The understanding of the plate tectonic interactions between the Caribbean, South America, and Atlantic plates and their integration with the timing of the basin configurations, its source rock deposition, and thermal maturation provides important insights to interpret the Venezuelan petroleum systems. The different tectonic settings in northern Venezuela offered the right environmental conditions for the deposition of world-class–Cretaceous organic-rich source rocks all through its northern margin, allowing the generation, expulsion, migration, entrapment, and geographical distribution for most of the 1.8 trillion bls of original oil in place and 200 TCFG in discovered-proven resources in the 14 main basins of Venezuela.

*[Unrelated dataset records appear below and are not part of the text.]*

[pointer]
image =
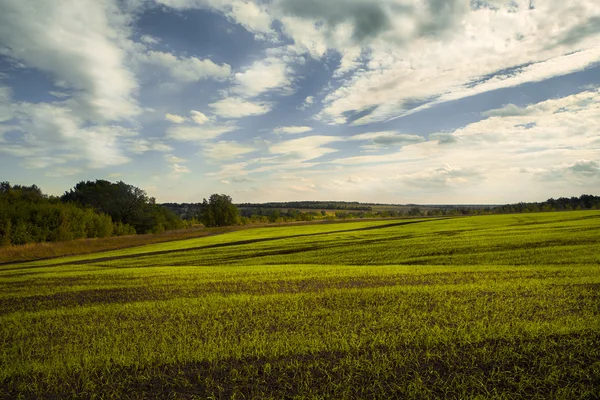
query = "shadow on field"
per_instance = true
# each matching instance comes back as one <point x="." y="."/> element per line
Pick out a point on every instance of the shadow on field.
<point x="228" y="244"/>
<point x="493" y="368"/>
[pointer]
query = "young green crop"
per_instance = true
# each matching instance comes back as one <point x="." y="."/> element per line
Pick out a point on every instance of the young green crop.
<point x="489" y="307"/>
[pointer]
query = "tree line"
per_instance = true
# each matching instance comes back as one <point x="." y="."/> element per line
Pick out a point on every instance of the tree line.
<point x="89" y="210"/>
<point x="96" y="209"/>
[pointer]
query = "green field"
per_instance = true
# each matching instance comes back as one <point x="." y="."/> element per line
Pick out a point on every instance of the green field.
<point x="504" y="306"/>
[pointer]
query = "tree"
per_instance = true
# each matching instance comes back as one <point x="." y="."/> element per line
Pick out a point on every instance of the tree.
<point x="219" y="210"/>
<point x="126" y="204"/>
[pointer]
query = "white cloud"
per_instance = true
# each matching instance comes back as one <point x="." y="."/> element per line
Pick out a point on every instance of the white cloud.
<point x="59" y="172"/>
<point x="81" y="45"/>
<point x="485" y="50"/>
<point x="170" y="158"/>
<point x="388" y="138"/>
<point x="186" y="69"/>
<point x="5" y="104"/>
<point x="293" y="130"/>
<point x="198" y="134"/>
<point x="237" y="107"/>
<point x="199" y="117"/>
<point x="179" y="169"/>
<point x="148" y="39"/>
<point x="176" y="119"/>
<point x="225" y="150"/>
<point x="301" y="150"/>
<point x="140" y="146"/>
<point x="49" y="129"/>
<point x="264" y="76"/>
<point x="254" y="17"/>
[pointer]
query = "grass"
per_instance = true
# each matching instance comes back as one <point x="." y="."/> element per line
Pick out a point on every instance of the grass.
<point x="479" y="307"/>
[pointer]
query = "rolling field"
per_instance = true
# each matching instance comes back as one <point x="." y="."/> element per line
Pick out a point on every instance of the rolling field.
<point x="504" y="306"/>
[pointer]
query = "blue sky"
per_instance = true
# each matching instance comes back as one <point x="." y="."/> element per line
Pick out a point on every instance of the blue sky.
<point x="397" y="101"/>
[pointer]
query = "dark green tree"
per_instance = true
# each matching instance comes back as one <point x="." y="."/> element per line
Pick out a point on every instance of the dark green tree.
<point x="126" y="204"/>
<point x="219" y="210"/>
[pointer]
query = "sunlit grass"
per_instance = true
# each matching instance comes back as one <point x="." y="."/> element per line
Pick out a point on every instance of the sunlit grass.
<point x="488" y="307"/>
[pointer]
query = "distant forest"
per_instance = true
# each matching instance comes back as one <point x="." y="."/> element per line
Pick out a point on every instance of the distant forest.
<point x="96" y="209"/>
<point x="310" y="210"/>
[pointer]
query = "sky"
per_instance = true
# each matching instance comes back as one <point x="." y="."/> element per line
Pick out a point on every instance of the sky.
<point x="385" y="101"/>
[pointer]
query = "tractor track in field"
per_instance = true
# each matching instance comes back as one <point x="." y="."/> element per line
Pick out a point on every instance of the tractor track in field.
<point x="236" y="243"/>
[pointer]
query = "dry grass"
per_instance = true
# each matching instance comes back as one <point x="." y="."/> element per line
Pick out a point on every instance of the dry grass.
<point x="37" y="251"/>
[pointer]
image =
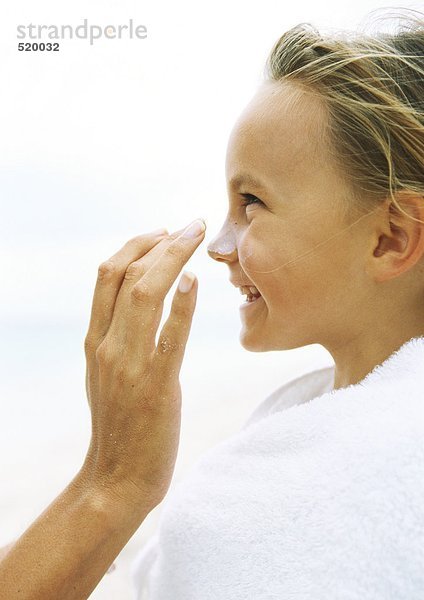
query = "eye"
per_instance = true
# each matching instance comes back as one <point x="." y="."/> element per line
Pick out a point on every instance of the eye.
<point x="250" y="199"/>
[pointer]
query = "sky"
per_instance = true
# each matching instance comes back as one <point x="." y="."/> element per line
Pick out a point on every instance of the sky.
<point x="101" y="142"/>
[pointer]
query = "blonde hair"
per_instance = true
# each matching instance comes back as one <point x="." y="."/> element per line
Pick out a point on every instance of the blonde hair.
<point x="373" y="89"/>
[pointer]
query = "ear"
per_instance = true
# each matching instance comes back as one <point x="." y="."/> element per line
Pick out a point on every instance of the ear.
<point x="400" y="243"/>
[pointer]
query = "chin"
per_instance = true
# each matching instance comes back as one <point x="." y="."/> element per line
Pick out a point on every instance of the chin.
<point x="252" y="342"/>
<point x="255" y="342"/>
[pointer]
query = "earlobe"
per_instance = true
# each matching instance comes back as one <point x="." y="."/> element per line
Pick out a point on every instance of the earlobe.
<point x="401" y="245"/>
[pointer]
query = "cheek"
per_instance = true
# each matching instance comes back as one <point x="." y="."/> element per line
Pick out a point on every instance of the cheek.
<point x="253" y="251"/>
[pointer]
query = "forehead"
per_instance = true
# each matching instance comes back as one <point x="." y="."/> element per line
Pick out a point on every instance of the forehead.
<point x="277" y="138"/>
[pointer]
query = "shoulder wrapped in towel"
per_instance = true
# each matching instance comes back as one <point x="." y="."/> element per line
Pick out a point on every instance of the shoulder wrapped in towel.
<point x="320" y="496"/>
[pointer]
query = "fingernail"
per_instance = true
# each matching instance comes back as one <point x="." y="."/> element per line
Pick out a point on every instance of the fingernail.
<point x="194" y="229"/>
<point x="186" y="282"/>
<point x="159" y="231"/>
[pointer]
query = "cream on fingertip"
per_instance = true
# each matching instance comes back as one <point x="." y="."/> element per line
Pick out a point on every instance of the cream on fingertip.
<point x="186" y="282"/>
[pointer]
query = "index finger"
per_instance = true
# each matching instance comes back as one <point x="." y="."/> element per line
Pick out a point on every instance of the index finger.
<point x="109" y="280"/>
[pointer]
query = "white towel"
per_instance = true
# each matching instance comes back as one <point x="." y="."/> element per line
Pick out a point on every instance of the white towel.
<point x="320" y="496"/>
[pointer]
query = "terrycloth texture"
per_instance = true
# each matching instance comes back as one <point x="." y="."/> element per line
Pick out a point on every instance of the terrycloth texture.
<point x="320" y="496"/>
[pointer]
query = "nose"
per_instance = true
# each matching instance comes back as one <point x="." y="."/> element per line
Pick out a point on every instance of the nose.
<point x="223" y="247"/>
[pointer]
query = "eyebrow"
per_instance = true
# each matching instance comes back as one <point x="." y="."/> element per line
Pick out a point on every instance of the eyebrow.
<point x="245" y="178"/>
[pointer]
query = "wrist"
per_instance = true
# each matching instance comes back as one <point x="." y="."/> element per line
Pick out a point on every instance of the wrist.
<point x="119" y="501"/>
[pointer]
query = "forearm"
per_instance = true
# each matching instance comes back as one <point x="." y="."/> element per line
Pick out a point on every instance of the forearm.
<point x="67" y="550"/>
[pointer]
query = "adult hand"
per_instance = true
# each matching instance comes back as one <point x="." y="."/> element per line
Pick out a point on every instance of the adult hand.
<point x="132" y="382"/>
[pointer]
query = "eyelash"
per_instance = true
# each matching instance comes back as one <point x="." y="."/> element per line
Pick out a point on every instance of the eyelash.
<point x="248" y="200"/>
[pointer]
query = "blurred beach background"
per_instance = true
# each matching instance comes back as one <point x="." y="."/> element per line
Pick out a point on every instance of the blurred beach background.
<point x="100" y="143"/>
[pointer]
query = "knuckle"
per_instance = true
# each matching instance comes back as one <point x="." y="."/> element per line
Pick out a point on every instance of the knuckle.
<point x="167" y="345"/>
<point x="106" y="269"/>
<point x="132" y="272"/>
<point x="180" y="311"/>
<point x="141" y="293"/>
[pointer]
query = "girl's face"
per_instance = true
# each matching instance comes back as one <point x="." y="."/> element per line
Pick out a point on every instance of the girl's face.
<point x="292" y="239"/>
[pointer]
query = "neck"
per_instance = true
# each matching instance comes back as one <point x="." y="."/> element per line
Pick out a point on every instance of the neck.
<point x="355" y="359"/>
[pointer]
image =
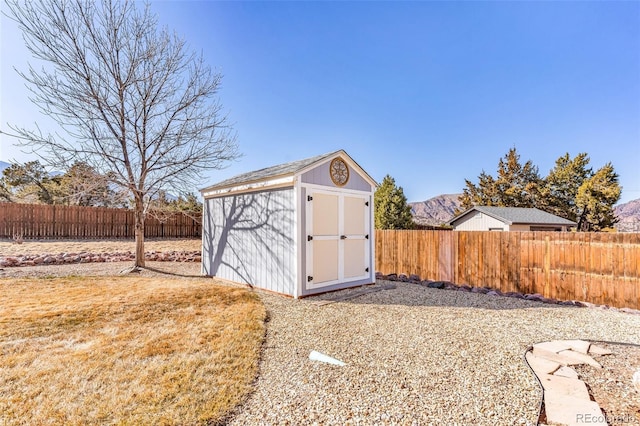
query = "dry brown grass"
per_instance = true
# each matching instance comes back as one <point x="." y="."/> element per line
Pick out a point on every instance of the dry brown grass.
<point x="9" y="248"/>
<point x="125" y="350"/>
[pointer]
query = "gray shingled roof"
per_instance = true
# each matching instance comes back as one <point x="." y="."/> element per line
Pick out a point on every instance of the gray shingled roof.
<point x="269" y="172"/>
<point x="519" y="215"/>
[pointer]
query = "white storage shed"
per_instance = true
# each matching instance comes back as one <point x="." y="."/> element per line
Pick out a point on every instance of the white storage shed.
<point x="298" y="229"/>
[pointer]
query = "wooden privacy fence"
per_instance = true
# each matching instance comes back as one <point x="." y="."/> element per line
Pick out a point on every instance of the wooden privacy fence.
<point x="600" y="268"/>
<point x="43" y="221"/>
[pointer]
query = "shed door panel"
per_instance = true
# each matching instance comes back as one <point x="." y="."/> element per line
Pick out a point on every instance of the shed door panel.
<point x="325" y="215"/>
<point x="325" y="260"/>
<point x="337" y="248"/>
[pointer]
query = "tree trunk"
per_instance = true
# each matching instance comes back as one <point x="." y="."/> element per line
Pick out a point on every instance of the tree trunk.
<point x="139" y="227"/>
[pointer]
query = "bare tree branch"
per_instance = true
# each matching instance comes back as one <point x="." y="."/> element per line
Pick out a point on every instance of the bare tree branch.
<point x="135" y="103"/>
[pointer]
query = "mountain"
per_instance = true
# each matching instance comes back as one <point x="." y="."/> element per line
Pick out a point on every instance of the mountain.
<point x="629" y="216"/>
<point x="435" y="211"/>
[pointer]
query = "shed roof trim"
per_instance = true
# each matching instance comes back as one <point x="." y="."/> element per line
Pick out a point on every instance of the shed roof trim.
<point x="517" y="215"/>
<point x="281" y="170"/>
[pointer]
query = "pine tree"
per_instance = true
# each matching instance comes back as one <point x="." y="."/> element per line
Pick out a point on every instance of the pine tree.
<point x="516" y="185"/>
<point x="391" y="210"/>
<point x="595" y="199"/>
<point x="562" y="184"/>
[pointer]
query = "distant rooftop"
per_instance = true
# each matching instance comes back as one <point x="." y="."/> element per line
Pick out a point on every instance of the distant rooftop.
<point x="518" y="215"/>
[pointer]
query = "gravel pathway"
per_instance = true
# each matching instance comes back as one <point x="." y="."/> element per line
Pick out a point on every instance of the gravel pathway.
<point x="414" y="355"/>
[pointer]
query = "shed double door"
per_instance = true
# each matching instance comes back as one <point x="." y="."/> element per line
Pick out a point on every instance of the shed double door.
<point x="337" y="237"/>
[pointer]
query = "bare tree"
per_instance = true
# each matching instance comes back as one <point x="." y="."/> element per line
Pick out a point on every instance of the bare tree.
<point x="134" y="102"/>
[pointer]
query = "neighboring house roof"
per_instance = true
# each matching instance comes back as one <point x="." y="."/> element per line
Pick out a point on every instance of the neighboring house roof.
<point x="517" y="215"/>
<point x="283" y="170"/>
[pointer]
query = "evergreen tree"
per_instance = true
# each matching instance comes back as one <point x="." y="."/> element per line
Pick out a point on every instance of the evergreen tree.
<point x="516" y="185"/>
<point x="571" y="190"/>
<point x="391" y="210"/>
<point x="595" y="199"/>
<point x="561" y="185"/>
<point x="29" y="183"/>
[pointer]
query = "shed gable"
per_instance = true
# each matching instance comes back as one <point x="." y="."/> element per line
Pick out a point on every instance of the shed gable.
<point x="321" y="175"/>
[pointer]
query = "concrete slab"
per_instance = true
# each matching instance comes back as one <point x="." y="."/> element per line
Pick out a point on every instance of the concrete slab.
<point x="566" y="372"/>
<point x="558" y="385"/>
<point x="599" y="350"/>
<point x="575" y="358"/>
<point x="541" y="365"/>
<point x="568" y="410"/>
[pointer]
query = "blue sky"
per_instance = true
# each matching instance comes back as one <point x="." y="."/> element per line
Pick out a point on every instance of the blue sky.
<point x="428" y="92"/>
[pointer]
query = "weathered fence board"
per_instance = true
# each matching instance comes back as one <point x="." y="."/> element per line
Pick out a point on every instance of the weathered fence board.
<point x="40" y="221"/>
<point x="599" y="268"/>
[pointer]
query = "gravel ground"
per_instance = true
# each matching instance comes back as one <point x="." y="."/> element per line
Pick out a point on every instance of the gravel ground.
<point x="414" y="355"/>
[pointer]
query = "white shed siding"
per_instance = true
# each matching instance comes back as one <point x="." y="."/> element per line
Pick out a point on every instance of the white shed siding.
<point x="320" y="176"/>
<point x="476" y="221"/>
<point x="250" y="238"/>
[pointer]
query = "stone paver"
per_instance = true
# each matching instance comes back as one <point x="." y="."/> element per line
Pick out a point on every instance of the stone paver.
<point x="577" y="358"/>
<point x="566" y="372"/>
<point x="564" y="385"/>
<point x="566" y="397"/>
<point x="581" y="346"/>
<point x="568" y="410"/>
<point x="541" y="365"/>
<point x="597" y="350"/>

The integrated and comprehensive approach of this study allowed the proposal of an orogenic float partitioning tectonic model that couples the development of the southern Caribbean plate along oblique terrane accretions and subduction below northern South America concurrently with the Atlantic oceanic-crust subduction below the Caribbean plateau. The orogenic float glides on the underlying Caribbean–South American lithosphere coupling, along a basal decollement surface with two deformation fronts that forced a foreland basin to the south in the arc–continent collision (“A” subduction) and coeval forearc basins on Caribbean oceanic-crust subductions under Caribbean terranes or “B” subduction. Right-lateral–strike-slip fault activity along the Oca, San Sebastian, El Pilar, and Arima systems occurs synchronously with the eastward rejuvenation of Caribbean accretion and thrusting. These offsets are the consequence of the oblique convergence between the plates to balance the eastward displacement with the southward thrusting and foredeep subsidence. We report evidence for 100 km (60 mi) of right-lateral displacement along the Oca fault. In our model, the orogenic float used the weakness of the crust along old transform system that formed during the Mesozoic rifting event, to create internal strain-partitioning and displace the arc–continent deformation front along northwest–southeast right-lateral transfer-fault systems of Barquisimeto, Burro Negro, Guárico, Margarita, Urica, and Tobago to name the most important.

This succession of tectonic events had implications for basin development north and south of the suture, on the autochthonous side and on the transported terranes. The understanding of the Andean orogenesis as well as the rest of the northern ranges, and the timing and subsidence of adjacent basins, along with the related petroleum systems allowed us to identify and locate from Eocene to present the main oil and gas kitchens for the Cretaceous and Cenozoic source rocks in northern onshore and offshore Venezuela. This facilitated the identification of remaining exploration potential even on mature and explored basins, such as the Cretaceous and Eocene-subcrop plays in Golfo de Venezuela, the foreland subthrust belt play in Ensenada de Barcelona with autochthonous Cretaceous to Paleogene reservoirs, a possible pre-Cretaceous source rock within Espino graben, and several transtensional and transpressional plays in the offshore basins of Blanquilla, Cariaco, Bonaire, and northeastern Falcón basins.